Mismatch percentage - Githubissues

julie-forman-kay-lab / IDPConformerGenerator

Build conformational representations of Intrinsically Disordered Proteins and Regions by a guided sampling of the protein torsion space

https://idpconformergenerator.readthedocs.io/

Apache License 2.0

19 stars 6 forks source link

Mismatch percentage #7

Open joaomcteixeira opened 5 years ago

joaomcteixeira commented 5 years ago

As stated in the REQUIREMENTS version cd2f4ab32b5ff8787cd51d5653563c645b8d1162, it is important to allow sequence mismatch to extend the search space.

Implement a percentage parameter in the search and sequence match algorithm that evaluates the match to True is the mismatch is <= the percentage.
mismatch can occur at any position in the search string under analysis.
there should be no mismatch within the minimum chunk size (comment by @AlaaShamandy )

@AlaaShamandy please add additional explanation to this discussion.

joaomcteixeira commented 5 years ago

Has discussed with @AlaaShamandy , Mismatch information does not need to be stored in the search result but, a traceability function must be implemented to retrieve that encoded mismatch information from the structural database.

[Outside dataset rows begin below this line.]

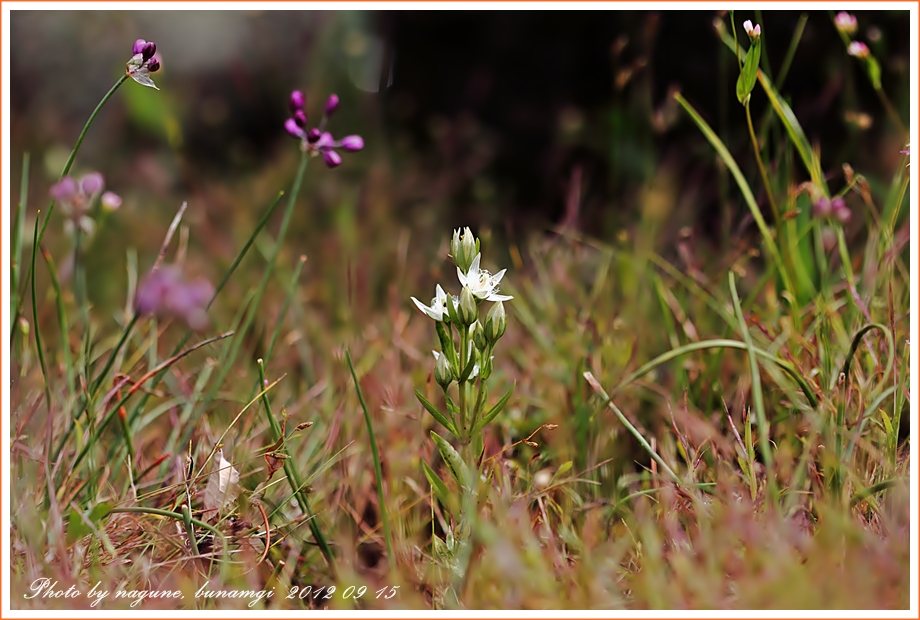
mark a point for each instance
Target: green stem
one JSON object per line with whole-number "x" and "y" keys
{"x": 178, "y": 517}
{"x": 18, "y": 232}
{"x": 461, "y": 388}
{"x": 294, "y": 480}
{"x": 73, "y": 155}
{"x": 35, "y": 325}
{"x": 378, "y": 470}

AlaaShamandy commented 5 years ago

Mismatch searching has been implemented.

Our inputs would be: input_idp_sequence, database, minimum_chunk_size which defaults to 3 and mismatch_percentage which is the maximum percentage allowed, defaulting to 0.

How it's done:

1) As Joao mentioned, no mismatches within the minimum_chunk are allowed. 2) We start searching after we have found the minimum_chunk 2) At this point, two scenarios can arise: a) A match was found: we continue and go to 2 b) A mismatch was found: we add the mismatch in our result set if it's allowed and check if we have reached our maximum mismatch_percentage. If we have, then we stop. Otherwise we continue and go to 2

joaomcteixeira commented 5 years ago

@AlaaShamandy has this been implemented in #17? If so please close this issue.

We will discuss later on the usage of that mismatch parameter, if to leave it outside the user interface, if bringing it to the surface or leave it dormant. Just a question, does it slows down the search/match algorithm if mismatch_percentage is set to 0, that is allow NO mismatch?